Karl du Fresne: Not a good week for free speech

New Zealand has been stricken by the most serious outbreak yet of the highly contagious condition I call acute sensitivity disorder.

Not all women were blinded by fury at what Alasdair Thompson said about menstruation affecting women's productivity. Some thought the outcry was grossly disproportionate to the supposed insult. But few people of either sex were prepared to stick up for Mr Thompson - not because they thought that what he said was indefensible, but because they were intimidated into silence by the howling of the lynch mob.

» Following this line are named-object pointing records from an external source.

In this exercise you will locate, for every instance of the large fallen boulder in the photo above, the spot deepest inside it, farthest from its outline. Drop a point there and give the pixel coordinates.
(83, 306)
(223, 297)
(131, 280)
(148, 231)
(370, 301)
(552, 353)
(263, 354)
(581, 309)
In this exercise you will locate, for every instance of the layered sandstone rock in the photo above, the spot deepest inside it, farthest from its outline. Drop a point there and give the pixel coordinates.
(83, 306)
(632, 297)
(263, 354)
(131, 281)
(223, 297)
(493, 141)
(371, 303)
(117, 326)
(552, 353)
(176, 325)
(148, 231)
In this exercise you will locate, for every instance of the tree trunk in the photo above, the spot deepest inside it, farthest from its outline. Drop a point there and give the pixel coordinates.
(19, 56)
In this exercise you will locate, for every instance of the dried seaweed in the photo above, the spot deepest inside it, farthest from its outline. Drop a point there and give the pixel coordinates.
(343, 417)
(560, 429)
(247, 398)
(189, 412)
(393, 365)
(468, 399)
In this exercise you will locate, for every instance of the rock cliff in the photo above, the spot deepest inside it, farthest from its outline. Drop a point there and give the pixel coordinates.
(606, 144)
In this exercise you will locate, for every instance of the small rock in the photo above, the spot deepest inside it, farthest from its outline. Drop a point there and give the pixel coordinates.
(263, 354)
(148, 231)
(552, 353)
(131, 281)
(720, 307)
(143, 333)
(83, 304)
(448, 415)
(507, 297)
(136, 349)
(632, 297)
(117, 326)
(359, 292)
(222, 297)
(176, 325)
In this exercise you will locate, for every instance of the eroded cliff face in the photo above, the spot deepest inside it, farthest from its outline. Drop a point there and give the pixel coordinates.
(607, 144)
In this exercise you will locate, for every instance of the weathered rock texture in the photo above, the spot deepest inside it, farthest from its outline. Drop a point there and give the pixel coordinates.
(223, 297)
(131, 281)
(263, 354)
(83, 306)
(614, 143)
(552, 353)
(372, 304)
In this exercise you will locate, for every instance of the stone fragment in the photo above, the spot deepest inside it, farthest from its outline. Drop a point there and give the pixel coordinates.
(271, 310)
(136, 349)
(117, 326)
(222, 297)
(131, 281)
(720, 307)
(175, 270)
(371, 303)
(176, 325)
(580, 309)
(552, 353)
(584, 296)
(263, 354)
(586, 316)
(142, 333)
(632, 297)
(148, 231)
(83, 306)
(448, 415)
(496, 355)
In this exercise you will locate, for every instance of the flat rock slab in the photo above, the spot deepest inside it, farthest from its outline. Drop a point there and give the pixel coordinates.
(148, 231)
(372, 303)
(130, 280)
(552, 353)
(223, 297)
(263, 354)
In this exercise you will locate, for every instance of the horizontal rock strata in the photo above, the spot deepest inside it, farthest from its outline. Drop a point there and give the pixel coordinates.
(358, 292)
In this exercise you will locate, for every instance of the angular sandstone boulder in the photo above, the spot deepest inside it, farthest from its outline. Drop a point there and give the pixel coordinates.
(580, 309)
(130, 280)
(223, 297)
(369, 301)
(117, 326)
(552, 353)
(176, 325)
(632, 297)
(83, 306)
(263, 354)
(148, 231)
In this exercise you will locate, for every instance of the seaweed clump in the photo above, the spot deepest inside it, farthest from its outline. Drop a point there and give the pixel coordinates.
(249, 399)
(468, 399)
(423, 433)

A high-profile Auckland businesswoman - a solo mother - told me she wanted to support Mr Thompson because she thought he had been unfairly pilloried, but she wouldn't take the risk of saying anything publicly.

That illustrates how easily free speech and public debate can be stifled when the vengeful mob takes over. This was Hitler's technique: to frighten opponents into submission with such an overwhelming show of force that no-one dared dissent. Mr Thompson was abandoned even by his spineless board of directors.

Worse still, elements of the media were complicit in this, stoking the flames of outrage and orchestrating the vilification of a man whose worst sin seems to be that he sometimes shoots his mouth off.

Many female journalists couldn't see past their own indignation. The professional obligation to report the issue fairly and dispassionately was discarded.

TV3 in particular savaged and mocked Mr Thompson, jettisoning all pretence of neutrality and abandoning the once-sacrosanct principle of separating reportage from opinion. Not a pretty sight.

I wonder how many of Mr Thompson's attackers - including a former prime minister who apparently suffers from the delusion that she's still the Queen Bee - took the trouble to watch the unedited version of his 28-minute interview with Mihingarangi Forbes from Campbell Live, in which he attempted to clarify his views on the disparity between men's and women's pay rates. (You needed to watch the whole thing online because TV3 broadcast only four minutes that showed Mr Thompson reacting to provocation by a reporter whose interest was solely in what he had said about women's periods.)

Nothing Mr Thompson said was belittling to women. He didn't say men were better workers (quite the contrary, in fact), and there was nothing to suggest that he thought the 12 per cent pay disparity between the sexes was a desirable state of affairs.

Much of what he said simply reflected the reality of the employment market: for example, that women are more likely than men to take time off when children are sick, and that many women's careers are interrupted by motherhood, with a consequent impact on their earning potential.

The worst he can be accused of is that he made a careless generalisation in the initial radio discussion and didn't have facts to support it. But he was howled down so deafeningly that public figures in future will think very carefully before expressing a view on anything, and good people who might otherwise be tempted to enter public life may decide it's just not worth the grief.

All of which is good for the control freaks who want to dictate what we think and say, but bad for democracy.

2 comments:

Ray said...

Is it possible that the EMA got rid of him merely to remove any possible link between what he said and what the some EMA members practice in business?

John C - Whangarei said...

Meanwhile another gaggle of hens (aka New Zealand College of Midwives) laid a few eggs in their tizz over the cover of the North and South.

Way to go girls, how to wave the professional women's flag, with balls like men's, in the pursuit of equal pay. Not!